Security and high pay of life drive students abroad

Security and high pay of life drive students abroad
Nimisha Verma is a young film and television professional.
By Manit Verma

NOIDA: India may have emerged as a world economy in its 75 years of independence but this has failed to stem the brain drain.

Young professionals who migrated to foreign land in the past five years give many reasons for choosing to study and settle abroad despite India emerging as a land of newer opportunities in its 75-year journey as an independent nation.

A UNESCO report says that 91 per cent Indian students surveyed in its latest study were interested in foreign education despite the pandemic axing purses and travel.

Keen to produce films for Hollywood, young film and television professional Nimisha Verma said that her academic pursuits back home weren't sufficient and she needed practical exposure. “I knew how to set up filmmaking equipment such as the camera, sound and lights even before I made it to the industry.

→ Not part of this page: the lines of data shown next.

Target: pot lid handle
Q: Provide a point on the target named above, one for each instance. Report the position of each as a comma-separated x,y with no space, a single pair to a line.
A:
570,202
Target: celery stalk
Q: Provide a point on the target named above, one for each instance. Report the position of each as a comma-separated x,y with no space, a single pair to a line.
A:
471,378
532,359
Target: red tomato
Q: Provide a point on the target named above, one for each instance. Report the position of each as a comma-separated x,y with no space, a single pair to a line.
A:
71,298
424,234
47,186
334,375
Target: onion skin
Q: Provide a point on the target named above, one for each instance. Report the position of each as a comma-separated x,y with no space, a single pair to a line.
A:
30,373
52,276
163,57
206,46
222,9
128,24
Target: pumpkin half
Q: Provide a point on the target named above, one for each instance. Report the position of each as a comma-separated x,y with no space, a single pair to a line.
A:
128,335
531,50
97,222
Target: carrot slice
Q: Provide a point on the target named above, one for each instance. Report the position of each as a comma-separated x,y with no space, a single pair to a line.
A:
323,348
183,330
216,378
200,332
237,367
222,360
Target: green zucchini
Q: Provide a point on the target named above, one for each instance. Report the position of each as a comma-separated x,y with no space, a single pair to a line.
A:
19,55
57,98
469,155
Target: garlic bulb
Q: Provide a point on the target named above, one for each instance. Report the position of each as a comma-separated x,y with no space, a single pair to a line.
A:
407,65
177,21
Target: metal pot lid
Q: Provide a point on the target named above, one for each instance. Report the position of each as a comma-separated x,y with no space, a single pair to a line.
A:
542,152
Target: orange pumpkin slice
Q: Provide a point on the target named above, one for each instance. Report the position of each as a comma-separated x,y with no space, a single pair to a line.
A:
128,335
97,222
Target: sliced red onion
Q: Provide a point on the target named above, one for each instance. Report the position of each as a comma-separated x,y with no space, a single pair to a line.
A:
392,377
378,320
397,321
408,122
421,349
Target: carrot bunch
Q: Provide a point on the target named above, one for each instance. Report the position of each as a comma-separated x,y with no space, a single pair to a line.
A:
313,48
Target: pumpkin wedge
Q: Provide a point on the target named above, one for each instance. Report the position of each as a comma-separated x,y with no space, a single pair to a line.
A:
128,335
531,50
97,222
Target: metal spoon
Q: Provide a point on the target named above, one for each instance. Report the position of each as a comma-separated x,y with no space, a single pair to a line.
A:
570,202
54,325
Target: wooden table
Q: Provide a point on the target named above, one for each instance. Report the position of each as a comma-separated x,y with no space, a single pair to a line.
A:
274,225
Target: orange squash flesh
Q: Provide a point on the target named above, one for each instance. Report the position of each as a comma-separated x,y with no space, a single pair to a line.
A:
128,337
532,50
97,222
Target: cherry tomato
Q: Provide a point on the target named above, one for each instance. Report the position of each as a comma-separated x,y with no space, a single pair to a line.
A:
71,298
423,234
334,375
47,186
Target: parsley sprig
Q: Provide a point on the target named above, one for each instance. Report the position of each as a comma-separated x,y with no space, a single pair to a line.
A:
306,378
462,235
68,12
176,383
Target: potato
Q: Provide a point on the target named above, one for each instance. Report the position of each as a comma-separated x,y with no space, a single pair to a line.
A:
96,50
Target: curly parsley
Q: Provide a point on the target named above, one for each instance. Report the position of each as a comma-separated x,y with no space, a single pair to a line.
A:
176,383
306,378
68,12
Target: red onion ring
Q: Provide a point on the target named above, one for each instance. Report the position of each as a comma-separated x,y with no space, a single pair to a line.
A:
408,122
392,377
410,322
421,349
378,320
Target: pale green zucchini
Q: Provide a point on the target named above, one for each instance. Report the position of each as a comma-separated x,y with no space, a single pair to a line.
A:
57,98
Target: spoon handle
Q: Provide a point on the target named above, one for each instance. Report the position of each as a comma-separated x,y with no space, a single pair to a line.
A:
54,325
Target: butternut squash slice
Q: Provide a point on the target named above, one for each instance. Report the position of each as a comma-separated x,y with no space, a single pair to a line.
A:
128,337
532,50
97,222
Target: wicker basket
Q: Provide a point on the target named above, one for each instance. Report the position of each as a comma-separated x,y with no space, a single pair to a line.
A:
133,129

But I never had the confidence to operate them back home as we were not made to do it repetitively. The hands-on curriculum design of my certificate course in Canada offers me ample chances to do that,” she says. India, she adds, “may be a land of booming opportunities, but the scope varies from industry to industry. While there's potential for engineering and medical careers, we still lack better training, employment, dignity of labour, fair pay and safe practices in the fields of Film and Television,” she says.

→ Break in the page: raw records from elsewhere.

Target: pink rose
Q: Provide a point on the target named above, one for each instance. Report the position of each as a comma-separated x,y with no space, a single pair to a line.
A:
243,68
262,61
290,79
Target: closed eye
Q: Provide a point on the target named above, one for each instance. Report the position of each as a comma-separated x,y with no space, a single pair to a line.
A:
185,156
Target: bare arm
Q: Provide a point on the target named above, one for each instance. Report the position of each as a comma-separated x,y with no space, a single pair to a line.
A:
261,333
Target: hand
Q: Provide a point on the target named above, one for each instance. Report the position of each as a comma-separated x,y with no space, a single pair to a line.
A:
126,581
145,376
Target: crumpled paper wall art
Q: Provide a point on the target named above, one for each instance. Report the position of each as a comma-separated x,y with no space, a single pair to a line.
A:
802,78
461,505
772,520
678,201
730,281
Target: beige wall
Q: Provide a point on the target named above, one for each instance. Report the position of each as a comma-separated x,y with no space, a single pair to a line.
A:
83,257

Surprisingly, students are more inclined towards studying abroad also due to cost-effective education in countries such as Germany, Canada, Eastern Europe and New Zealand. They feel, studying abroad does not only improve employment prospects but also provides job security. “To build a better life for themselves, Indian students prefer studying overseas as it not only gives them the right exposure but also provides them with global opportunities.

“Moving out of the comfort zone makes them self-reliant with a global mindset. In comparison to India, the professionals’ hard work is rewarded with a better salary package and security. Working in India has insecurities,” says Jyoti Dhaiya, Principal, DAV School, Faridabad.

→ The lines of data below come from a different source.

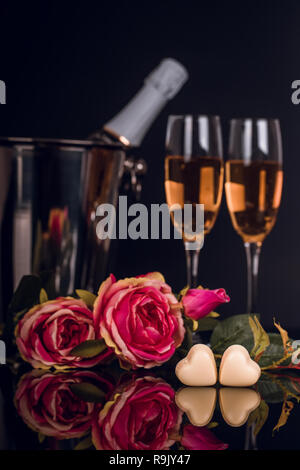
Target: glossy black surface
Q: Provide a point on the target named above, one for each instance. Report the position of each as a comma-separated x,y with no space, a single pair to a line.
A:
45,410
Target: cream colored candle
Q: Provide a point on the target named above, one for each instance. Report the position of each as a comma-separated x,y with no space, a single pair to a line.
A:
237,369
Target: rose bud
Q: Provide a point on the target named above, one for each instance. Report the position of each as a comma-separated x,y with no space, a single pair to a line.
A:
198,303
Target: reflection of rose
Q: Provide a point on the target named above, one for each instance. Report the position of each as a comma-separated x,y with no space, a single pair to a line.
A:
140,318
195,438
47,404
141,416
48,332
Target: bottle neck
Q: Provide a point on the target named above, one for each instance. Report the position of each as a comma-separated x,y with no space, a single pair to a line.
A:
131,124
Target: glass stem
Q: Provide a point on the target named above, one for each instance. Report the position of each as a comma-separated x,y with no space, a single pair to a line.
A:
192,263
252,254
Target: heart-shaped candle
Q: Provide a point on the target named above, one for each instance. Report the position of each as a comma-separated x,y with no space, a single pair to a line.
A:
198,368
237,403
237,369
198,403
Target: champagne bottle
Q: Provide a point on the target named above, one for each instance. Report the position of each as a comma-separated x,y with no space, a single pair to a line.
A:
131,124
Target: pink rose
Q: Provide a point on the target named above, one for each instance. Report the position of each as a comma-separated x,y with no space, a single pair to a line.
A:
141,415
195,438
140,318
47,404
200,302
48,332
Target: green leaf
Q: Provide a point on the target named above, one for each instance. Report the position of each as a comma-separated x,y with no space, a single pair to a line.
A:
207,324
261,338
84,444
274,352
88,392
43,296
89,348
232,330
87,297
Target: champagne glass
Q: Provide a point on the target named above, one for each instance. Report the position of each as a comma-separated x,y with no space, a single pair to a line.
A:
253,188
194,175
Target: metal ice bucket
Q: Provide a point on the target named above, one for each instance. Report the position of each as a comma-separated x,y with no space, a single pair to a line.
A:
49,192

For some aspirants, education from top global colleges matters the most.

Aditi Darbari, an undergraduate student in Hotel Management from IMI Switzerland, studies culinary art in Switzerland as it is the best country to study hotel management. “If you want to do something you love, do it from the top college. My college ranks 15 in the world,” she points out. In India, she feels, “people are not so open about innovation, especially in the culinary field due to lack of awareness.”